France is building a supercomputer designed to handle AI workloads, as well as traditional high-performance computing applications.
It may well be the largest AI supercomputer in Europe, and one that points to future configurations in high-performance computing (HPC). The just announced Hewlett Packard Enterprise (HPE) system, named Jean Zay after a World War II French resistance hero, is expected to be put into production in October 2019.
The AI supercomputer will rely on a high number of graphics processing units (GPUs), as well as flash storage. The Jean Zay also gets France closer to becoming a leader in AI research and industrial development, a goal that the French government set last year.
"This supercomputer is vital," said Stéphane Requena, director of innovation at GENCI, the government-backed research organization that spearheads HPC computing in France, in an email. "It will target first more than 300 French researchers, developing and scaling out new AI models, and then more than 1,000 researchers using deep learning and machine learning."
Pulling back the curtain
The design for supercomputers is shifting rapidly to support mixed use applications, or converged systems, that support both traditional HPC and AI workloads. The Jean Zay will have 1,789 compute nodes with two sockets each with 20 cores to equal 71,560 Intel Xeon CPU cores. It will also have 261 nodes with four Nvidia Tesla V100 GPUs, which HPE said will total 1.33 million cores.

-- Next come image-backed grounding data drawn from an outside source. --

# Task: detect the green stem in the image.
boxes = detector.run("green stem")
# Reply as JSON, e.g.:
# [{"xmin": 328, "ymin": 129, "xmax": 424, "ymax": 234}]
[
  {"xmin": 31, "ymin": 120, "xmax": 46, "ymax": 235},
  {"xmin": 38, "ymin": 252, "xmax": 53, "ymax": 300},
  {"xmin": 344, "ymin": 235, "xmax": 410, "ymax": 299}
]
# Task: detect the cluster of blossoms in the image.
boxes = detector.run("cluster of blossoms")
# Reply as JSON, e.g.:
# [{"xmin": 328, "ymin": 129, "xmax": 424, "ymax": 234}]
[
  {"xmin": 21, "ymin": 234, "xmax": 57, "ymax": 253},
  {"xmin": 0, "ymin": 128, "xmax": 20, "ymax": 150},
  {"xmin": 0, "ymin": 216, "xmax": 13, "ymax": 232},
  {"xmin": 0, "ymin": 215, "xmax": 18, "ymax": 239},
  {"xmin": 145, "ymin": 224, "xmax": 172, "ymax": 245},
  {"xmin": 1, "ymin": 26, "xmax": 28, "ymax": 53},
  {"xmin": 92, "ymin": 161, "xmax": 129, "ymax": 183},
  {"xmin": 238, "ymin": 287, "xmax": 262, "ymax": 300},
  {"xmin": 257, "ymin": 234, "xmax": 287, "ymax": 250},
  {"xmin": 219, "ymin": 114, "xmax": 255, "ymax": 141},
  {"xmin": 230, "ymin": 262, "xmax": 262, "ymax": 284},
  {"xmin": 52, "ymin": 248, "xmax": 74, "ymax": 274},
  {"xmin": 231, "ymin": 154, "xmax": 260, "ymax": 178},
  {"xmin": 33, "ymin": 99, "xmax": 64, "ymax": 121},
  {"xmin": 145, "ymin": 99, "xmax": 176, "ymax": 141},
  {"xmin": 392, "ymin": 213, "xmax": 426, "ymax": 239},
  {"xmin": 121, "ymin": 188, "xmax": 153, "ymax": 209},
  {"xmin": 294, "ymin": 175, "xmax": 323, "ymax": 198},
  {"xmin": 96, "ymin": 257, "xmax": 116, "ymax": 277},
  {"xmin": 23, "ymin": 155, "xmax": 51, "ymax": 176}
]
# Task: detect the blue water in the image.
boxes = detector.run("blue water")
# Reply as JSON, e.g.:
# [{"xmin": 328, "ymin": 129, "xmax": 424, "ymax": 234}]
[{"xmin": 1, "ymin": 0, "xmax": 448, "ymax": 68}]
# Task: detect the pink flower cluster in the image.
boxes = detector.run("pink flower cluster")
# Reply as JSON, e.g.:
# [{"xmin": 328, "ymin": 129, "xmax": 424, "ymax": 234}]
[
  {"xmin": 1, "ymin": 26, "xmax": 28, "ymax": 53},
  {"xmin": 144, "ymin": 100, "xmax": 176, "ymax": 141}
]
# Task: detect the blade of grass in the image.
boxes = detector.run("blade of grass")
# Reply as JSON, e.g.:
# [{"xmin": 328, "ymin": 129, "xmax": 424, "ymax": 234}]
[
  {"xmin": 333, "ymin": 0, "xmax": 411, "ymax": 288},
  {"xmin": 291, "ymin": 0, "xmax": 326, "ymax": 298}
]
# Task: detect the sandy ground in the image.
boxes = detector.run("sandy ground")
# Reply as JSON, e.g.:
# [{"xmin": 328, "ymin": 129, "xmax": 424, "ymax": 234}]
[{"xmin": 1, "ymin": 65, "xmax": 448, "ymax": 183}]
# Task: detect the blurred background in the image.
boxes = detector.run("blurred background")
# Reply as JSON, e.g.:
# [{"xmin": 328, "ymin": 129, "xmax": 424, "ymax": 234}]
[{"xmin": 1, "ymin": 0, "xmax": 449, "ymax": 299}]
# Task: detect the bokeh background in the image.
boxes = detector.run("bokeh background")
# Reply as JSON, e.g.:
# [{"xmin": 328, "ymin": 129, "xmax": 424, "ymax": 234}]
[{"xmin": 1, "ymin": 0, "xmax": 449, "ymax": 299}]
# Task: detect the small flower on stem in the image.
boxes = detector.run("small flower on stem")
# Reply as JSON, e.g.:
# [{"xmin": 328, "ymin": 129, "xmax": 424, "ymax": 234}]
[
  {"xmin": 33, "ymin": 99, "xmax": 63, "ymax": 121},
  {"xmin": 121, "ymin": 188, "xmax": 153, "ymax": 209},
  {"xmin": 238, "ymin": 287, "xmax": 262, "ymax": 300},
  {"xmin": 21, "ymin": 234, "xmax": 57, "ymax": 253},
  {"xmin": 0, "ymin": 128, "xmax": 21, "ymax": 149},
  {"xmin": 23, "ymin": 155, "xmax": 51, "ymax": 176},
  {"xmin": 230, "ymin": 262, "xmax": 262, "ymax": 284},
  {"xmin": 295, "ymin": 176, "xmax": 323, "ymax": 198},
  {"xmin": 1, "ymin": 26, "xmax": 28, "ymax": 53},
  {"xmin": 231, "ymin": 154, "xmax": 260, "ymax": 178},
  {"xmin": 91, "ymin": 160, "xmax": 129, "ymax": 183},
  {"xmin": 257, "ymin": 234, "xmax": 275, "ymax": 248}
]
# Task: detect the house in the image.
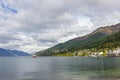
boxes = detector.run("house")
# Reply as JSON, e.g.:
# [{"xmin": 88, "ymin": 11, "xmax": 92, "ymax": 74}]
[
  {"xmin": 113, "ymin": 48, "xmax": 120, "ymax": 56},
  {"xmin": 108, "ymin": 48, "xmax": 120, "ymax": 57}
]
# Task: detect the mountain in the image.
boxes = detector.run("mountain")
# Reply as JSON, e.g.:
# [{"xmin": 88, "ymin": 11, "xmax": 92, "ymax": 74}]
[
  {"xmin": 85, "ymin": 31, "xmax": 120, "ymax": 49},
  {"xmin": 36, "ymin": 23, "xmax": 120, "ymax": 56},
  {"xmin": 0, "ymin": 48, "xmax": 31, "ymax": 56}
]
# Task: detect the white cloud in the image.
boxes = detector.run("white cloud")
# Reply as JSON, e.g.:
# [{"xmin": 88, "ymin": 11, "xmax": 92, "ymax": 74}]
[
  {"xmin": 58, "ymin": 34, "xmax": 77, "ymax": 43},
  {"xmin": 0, "ymin": 0, "xmax": 120, "ymax": 53}
]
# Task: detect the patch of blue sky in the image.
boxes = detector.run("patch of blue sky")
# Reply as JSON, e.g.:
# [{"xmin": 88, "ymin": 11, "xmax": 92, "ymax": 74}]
[
  {"xmin": 0, "ymin": 1, "xmax": 18, "ymax": 14},
  {"xmin": 0, "ymin": 15, "xmax": 8, "ymax": 20}
]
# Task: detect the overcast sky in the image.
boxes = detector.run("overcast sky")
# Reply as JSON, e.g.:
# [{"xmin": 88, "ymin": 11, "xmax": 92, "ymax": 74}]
[{"xmin": 0, "ymin": 0, "xmax": 120, "ymax": 53}]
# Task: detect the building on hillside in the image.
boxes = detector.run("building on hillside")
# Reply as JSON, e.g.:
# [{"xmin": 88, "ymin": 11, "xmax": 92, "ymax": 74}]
[{"xmin": 108, "ymin": 48, "xmax": 120, "ymax": 57}]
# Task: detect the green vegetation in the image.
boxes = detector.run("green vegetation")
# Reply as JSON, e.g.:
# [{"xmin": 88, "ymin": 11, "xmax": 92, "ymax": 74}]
[
  {"xmin": 84, "ymin": 31, "xmax": 120, "ymax": 49},
  {"xmin": 36, "ymin": 32, "xmax": 108, "ymax": 56},
  {"xmin": 49, "ymin": 32, "xmax": 107, "ymax": 51},
  {"xmin": 51, "ymin": 52, "xmax": 74, "ymax": 56},
  {"xmin": 36, "ymin": 30, "xmax": 120, "ymax": 56}
]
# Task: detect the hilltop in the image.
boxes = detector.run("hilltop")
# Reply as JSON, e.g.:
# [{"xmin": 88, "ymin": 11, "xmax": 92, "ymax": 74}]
[{"xmin": 36, "ymin": 23, "xmax": 120, "ymax": 56}]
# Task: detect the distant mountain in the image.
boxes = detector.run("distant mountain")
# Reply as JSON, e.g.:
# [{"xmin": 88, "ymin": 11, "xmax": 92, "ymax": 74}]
[
  {"xmin": 0, "ymin": 48, "xmax": 31, "ymax": 56},
  {"xmin": 36, "ymin": 23, "xmax": 120, "ymax": 56}
]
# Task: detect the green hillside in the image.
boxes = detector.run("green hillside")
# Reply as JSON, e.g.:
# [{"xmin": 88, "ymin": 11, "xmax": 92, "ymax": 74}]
[
  {"xmin": 36, "ymin": 32, "xmax": 108, "ymax": 56},
  {"xmin": 36, "ymin": 23, "xmax": 120, "ymax": 56},
  {"xmin": 49, "ymin": 32, "xmax": 107, "ymax": 51},
  {"xmin": 85, "ymin": 31, "xmax": 120, "ymax": 49}
]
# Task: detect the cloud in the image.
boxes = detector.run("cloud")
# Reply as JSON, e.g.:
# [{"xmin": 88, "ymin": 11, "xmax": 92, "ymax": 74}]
[{"xmin": 0, "ymin": 0, "xmax": 120, "ymax": 53}]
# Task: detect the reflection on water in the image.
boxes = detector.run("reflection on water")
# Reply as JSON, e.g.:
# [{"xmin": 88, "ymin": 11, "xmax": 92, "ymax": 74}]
[{"xmin": 0, "ymin": 57, "xmax": 120, "ymax": 80}]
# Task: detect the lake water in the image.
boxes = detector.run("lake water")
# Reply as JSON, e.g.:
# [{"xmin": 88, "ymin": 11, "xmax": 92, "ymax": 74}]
[{"xmin": 0, "ymin": 57, "xmax": 120, "ymax": 80}]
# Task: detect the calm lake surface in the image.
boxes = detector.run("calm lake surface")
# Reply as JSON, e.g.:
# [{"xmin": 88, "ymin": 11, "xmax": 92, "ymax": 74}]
[{"xmin": 0, "ymin": 57, "xmax": 120, "ymax": 80}]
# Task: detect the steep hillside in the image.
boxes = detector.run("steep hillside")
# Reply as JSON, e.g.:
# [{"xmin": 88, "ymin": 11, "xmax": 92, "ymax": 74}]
[
  {"xmin": 0, "ymin": 48, "xmax": 31, "ymax": 56},
  {"xmin": 74, "ymin": 23, "xmax": 120, "ymax": 40},
  {"xmin": 85, "ymin": 31, "xmax": 120, "ymax": 49},
  {"xmin": 36, "ymin": 23, "xmax": 120, "ymax": 56}
]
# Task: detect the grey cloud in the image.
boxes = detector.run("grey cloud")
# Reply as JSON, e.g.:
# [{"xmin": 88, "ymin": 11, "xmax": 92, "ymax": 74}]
[
  {"xmin": 0, "ymin": 34, "xmax": 20, "ymax": 43},
  {"xmin": 36, "ymin": 39, "xmax": 58, "ymax": 44},
  {"xmin": 0, "ymin": 0, "xmax": 120, "ymax": 53}
]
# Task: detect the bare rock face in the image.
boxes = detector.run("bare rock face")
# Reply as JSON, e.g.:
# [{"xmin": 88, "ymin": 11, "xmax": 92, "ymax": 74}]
[{"xmin": 92, "ymin": 23, "xmax": 120, "ymax": 35}]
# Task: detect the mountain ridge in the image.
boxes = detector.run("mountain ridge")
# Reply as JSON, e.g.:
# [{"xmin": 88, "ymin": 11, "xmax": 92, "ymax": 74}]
[
  {"xmin": 36, "ymin": 23, "xmax": 120, "ymax": 56},
  {"xmin": 73, "ymin": 23, "xmax": 120, "ymax": 41},
  {"xmin": 0, "ymin": 48, "xmax": 31, "ymax": 56}
]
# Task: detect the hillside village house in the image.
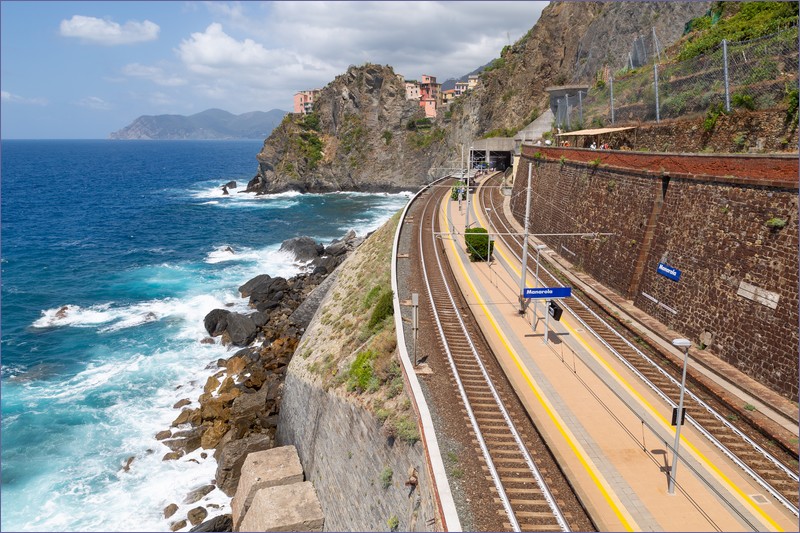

"The French supercomputer has a somewhat unique configuration with the extra GPUs, which gives more weight to it being dedicated to artificial intelligence, machine learning and deep learning" applications, said Dan Olds, HPC analyst and partner at consulting firm OrionX.
France's system will have four GPUs per node, which is double and sometimes more than double the GPUs found in a typical HPC system, according to Olds. Multi-GPU support is "the most obvious characteristic for a machine that is going to be utilized for AI," he said.
Stéphane Requenadirector of innovation, GENCI
GPUs, processing chips that grew out of the video game industry, use parallel processing power for computationally intensive tasks, which include AI-related applications.
The system will also use flash storage with read/write capability of more than 300 GB per second from storage provider DataDirect Networks.
The French AI supercomputer will have a theoretical peak performance of 14 petaflops, which would put it around the 20th most powerful supercomputer in the world, according to the most recent Top500 supercomputer listing.
As of November, the globe's leading supercomputer on the Top500 list is IBM's Summit, which has 9,200 IBM Power9 CPUs and 27,650 Nvidia Volta GPUs. This computer has a peak performance of 200 petaflops and is housed at Oak Ridge National Laboratory. IBM's Summit was also designed to handle AI-specific workloads.
A converged system
France will use this supercomputer to boost its science research and economic development. The AI supercomputer is optimized to process large data sets to solve HPC computing problems both within the research community, as well as the public sector, such as disaster preparedness.
The role for HPE goes beyond building the AI supercomputer, according to Pierre Hoffer, HPE director of Europe, Middle East and Africa presales for HPC and AI.
HPE has created an AI marketplace in France and has developed partnerships with independent software vendors that specialize in certain technologies and industries, such as automotive and banking. HPE currently has about 15 partners but plans to expand it, as well as open it up to other countries, Hoffer said.